The Australian reports the government is believed to be considering putting the licence fee cut before the Expenditure Review Committee.

Seven, Nine and TEN have received reductions under previous governments and now pay 4.5 per cent of gross revenues in licence fees. But they have called for further reductions whilst objecting to increased primetime ads being introduced to SBS.

A spokesman for Turnbull declined to comment.

Meanwhile SBS Managing Director Michael Ebeid writes in an article for the newspaper that advertising is not a new concept to SBS, with a third of our funding comes from commercial revenue.

“To think that SBS can walk up and take hard-earned revenue from commercial networks and create a seismic shift in the market wildly overstates our influence,” he wrote.

“SBS introduced in-program advertising in 2006. Since then, Google dominates the web, Facebook, Foxtel, FetchTV and Twitter have taken off, and the arrival of on-demand services like Stan, Presto and Netflix has everybody buzzing and engaged like never before.

“New players challenge all networks to look forward strategically and adjust their offering.
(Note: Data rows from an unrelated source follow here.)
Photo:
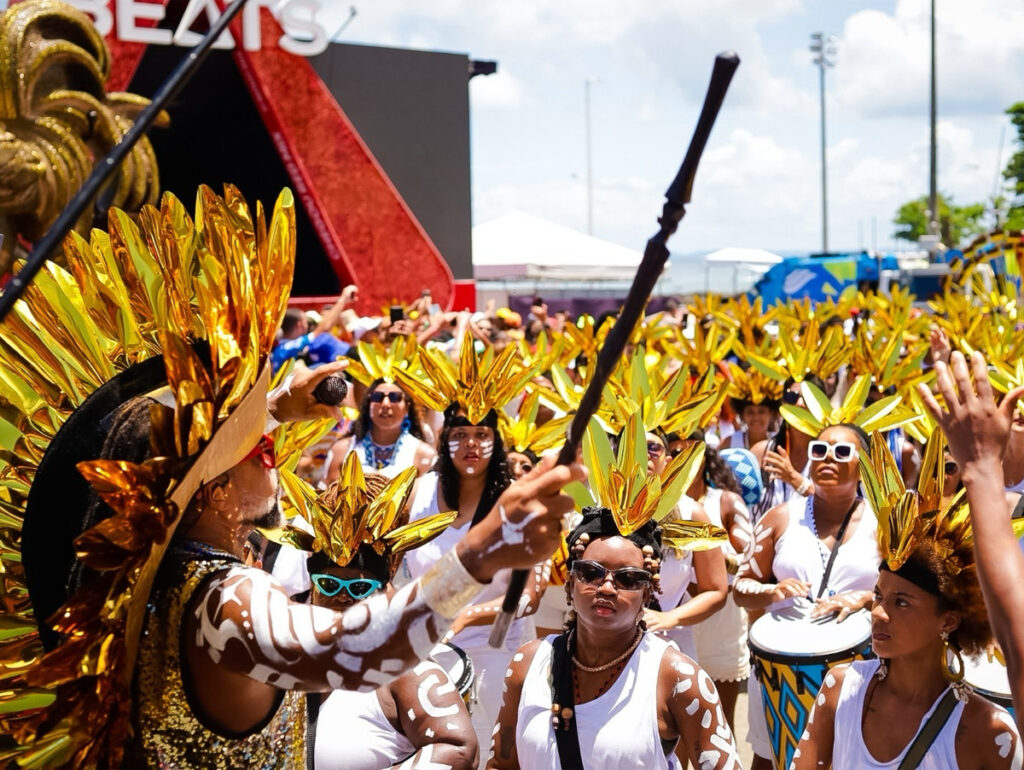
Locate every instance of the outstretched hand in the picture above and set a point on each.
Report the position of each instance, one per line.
(976, 427)
(294, 400)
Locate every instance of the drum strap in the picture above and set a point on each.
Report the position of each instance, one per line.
(930, 731)
(839, 543)
(313, 700)
(562, 694)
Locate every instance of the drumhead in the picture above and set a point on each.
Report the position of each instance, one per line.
(458, 665)
(792, 633)
(987, 676)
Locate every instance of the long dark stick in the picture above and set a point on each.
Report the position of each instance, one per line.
(55, 234)
(654, 257)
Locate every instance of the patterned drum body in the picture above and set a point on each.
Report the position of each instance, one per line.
(791, 654)
(987, 676)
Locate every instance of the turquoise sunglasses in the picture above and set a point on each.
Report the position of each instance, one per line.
(357, 588)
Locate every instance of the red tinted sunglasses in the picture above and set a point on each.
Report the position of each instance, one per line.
(264, 451)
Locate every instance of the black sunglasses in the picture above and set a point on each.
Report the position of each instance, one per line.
(626, 579)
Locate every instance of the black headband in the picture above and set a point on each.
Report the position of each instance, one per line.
(915, 572)
(598, 522)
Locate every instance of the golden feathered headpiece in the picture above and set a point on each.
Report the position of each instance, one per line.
(208, 295)
(480, 383)
(885, 414)
(349, 516)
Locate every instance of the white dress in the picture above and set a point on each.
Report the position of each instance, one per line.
(617, 730)
(352, 733)
(849, 752)
(721, 640)
(488, 665)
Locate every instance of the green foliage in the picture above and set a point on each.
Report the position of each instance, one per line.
(956, 223)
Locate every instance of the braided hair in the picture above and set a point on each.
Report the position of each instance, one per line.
(498, 478)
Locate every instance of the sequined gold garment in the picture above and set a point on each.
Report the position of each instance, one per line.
(167, 733)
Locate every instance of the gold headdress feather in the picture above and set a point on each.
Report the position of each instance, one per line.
(158, 287)
(481, 382)
(352, 516)
(885, 414)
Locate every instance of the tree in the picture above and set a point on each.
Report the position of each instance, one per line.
(956, 223)
(1014, 172)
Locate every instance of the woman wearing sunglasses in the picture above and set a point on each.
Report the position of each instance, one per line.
(606, 693)
(795, 542)
(387, 437)
(419, 716)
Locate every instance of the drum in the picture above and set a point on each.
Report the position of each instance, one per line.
(791, 654)
(460, 669)
(987, 676)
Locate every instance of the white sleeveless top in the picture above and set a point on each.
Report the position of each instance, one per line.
(419, 560)
(849, 751)
(404, 456)
(352, 733)
(617, 730)
(800, 554)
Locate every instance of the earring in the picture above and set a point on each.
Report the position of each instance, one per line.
(883, 671)
(953, 674)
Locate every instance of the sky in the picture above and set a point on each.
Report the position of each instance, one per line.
(759, 182)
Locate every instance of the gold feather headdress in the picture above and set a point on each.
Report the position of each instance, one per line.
(350, 516)
(170, 286)
(480, 383)
(885, 414)
(620, 481)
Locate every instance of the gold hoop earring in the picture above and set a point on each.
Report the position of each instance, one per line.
(952, 674)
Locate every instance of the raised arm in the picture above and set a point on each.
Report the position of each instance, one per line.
(504, 755)
(977, 430)
(245, 622)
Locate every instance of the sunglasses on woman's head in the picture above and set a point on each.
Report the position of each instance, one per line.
(626, 579)
(357, 588)
(378, 396)
(842, 452)
(264, 451)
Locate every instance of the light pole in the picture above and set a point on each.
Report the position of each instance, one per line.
(823, 48)
(590, 163)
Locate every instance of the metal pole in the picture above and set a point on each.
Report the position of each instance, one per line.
(590, 163)
(824, 172)
(933, 195)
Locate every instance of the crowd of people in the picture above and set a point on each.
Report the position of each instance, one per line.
(816, 502)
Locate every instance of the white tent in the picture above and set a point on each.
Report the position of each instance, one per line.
(520, 246)
(735, 255)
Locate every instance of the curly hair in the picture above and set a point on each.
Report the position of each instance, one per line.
(717, 473)
(361, 426)
(960, 593)
(498, 478)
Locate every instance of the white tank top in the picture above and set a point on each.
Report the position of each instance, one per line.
(619, 729)
(800, 554)
(419, 560)
(404, 456)
(849, 752)
(352, 733)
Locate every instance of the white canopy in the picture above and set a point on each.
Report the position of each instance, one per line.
(743, 256)
(521, 246)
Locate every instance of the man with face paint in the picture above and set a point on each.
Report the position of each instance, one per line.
(225, 650)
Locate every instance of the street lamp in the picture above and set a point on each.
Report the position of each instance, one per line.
(823, 48)
(590, 164)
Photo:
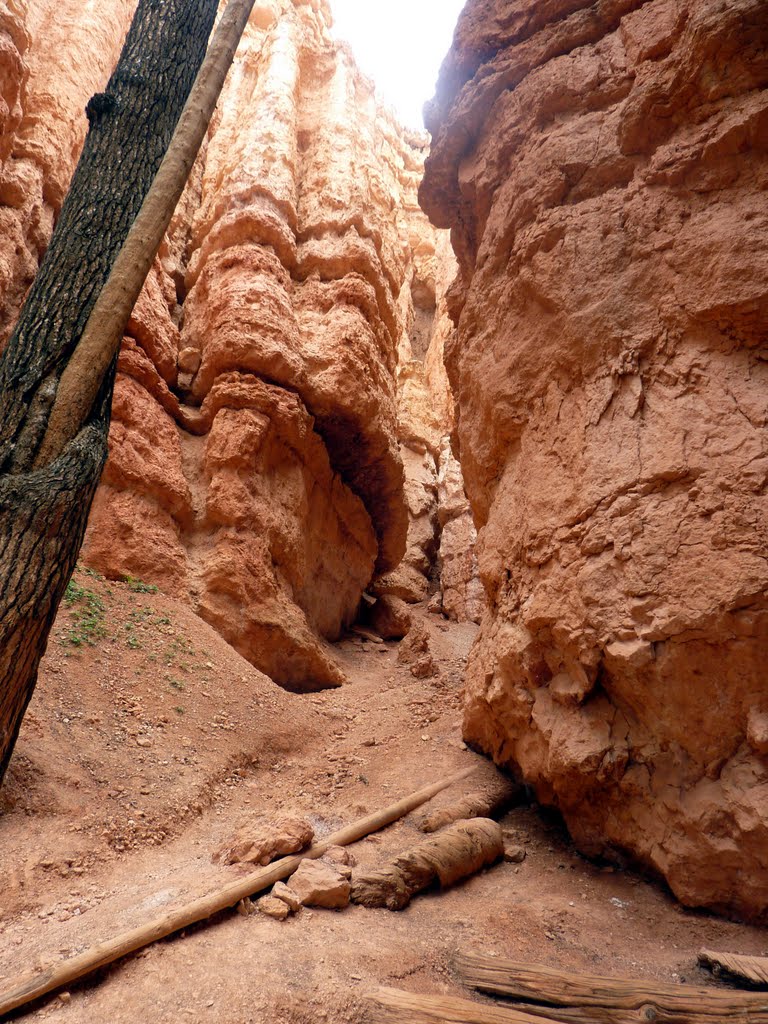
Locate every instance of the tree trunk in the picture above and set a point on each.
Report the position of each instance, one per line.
(44, 510)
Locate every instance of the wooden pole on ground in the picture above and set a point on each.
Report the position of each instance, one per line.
(567, 996)
(37, 983)
(753, 970)
(390, 1006)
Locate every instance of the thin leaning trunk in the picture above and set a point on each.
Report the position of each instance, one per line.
(53, 423)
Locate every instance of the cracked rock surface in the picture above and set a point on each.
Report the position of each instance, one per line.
(603, 169)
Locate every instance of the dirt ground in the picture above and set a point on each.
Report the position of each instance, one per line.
(150, 741)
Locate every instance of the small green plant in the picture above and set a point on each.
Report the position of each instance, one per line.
(138, 586)
(91, 572)
(88, 615)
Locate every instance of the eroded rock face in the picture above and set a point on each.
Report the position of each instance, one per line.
(603, 169)
(259, 388)
(53, 56)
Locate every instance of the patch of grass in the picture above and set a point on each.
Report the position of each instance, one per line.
(138, 586)
(88, 615)
(91, 572)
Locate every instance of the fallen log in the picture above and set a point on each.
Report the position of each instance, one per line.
(485, 802)
(459, 851)
(36, 983)
(751, 969)
(390, 1006)
(573, 997)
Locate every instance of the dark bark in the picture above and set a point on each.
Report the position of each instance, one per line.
(43, 512)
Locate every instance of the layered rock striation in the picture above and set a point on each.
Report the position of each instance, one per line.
(255, 466)
(602, 167)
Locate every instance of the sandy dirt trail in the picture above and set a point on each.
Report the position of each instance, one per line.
(118, 800)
SBS having this small change in advertising flexibility should be the least of anyone’s worries.”

9 Responses

  1. The fee is only 4.5% of revenues and automatically reduces as their revenue does, for spectrum worth billions. Seven and Nine are making hundreds of millions of dollars in profits. Ten aren’t but nothing that advantages 7 & 9 more is going to change that. The networks are just trying to ensure that they pocket all of any upturn in advertising if retail picks up, because in a flat market how else can they manufacture increases in profit and give themselves large bonuses.

    Turnbull has opposed this before. This, along with Abbott forcing Turnbull to table media reforms that have no hope of passing the senate, looks like him just trying to set Murdoch on Turnbull to distract from his own problems.

  2. I think I’ve already made my position clear on this. However, I might be persuaded to reconsider it if I only have to pay 1.25% GST from 2017.

  3. I want all the fees cut in half and then half again on everything I have to pay to the govt…..reason…. the quantity of adverts I have to put up with when watching a comm ch

  4. actually, thinking about this more, when governments give subsidies to other industries such as the car industry, they place requirements on them such as building an Australian car. These reductions are in effect a subsidy to the industry and the Minister should place conditions on them such as increase in Australian drama content on all channels – primary and secondary.

    1. Remember too that the licence fee rebates were ostensibly to help the commercials pay for converting to digital.

      Now that that’s done & dusted, what’s their excuse? A minimal change to SBS policy that slightly re-arranges the distribution of allowed advertising?

  5. its those pesky secondary channels that are costing them so much money and hence why they want the fee decrease because they were forced to add those channeld – you know those pesky secondary channels that often help the network’s overall rating for the night so they win; those pesky secondary channels that have next to no staffing and run off a server pre-programmed a month in advance !!!

  6. So … they were given a 16.5% rebate for 2009/10, a 41.5% rebate for 2010/11, a 50% rebate in 2011/12, and were granted an ongoing rebate of 50% for 2012/13 and beyond.

    And now they want a further 50% cut in 2016, and another 50% cut in 2017?

    Hey, Mr. Hockey – I only want to pay 1/8th of my tax. How about it, mate?

  7. if the networks didn’t push for, or get, licence fee rebates then maybe SBS wouldn’t be copping a budget cut and therefore not seek to restructure its advertising quotas. The networks can’t have their cake and eat it too.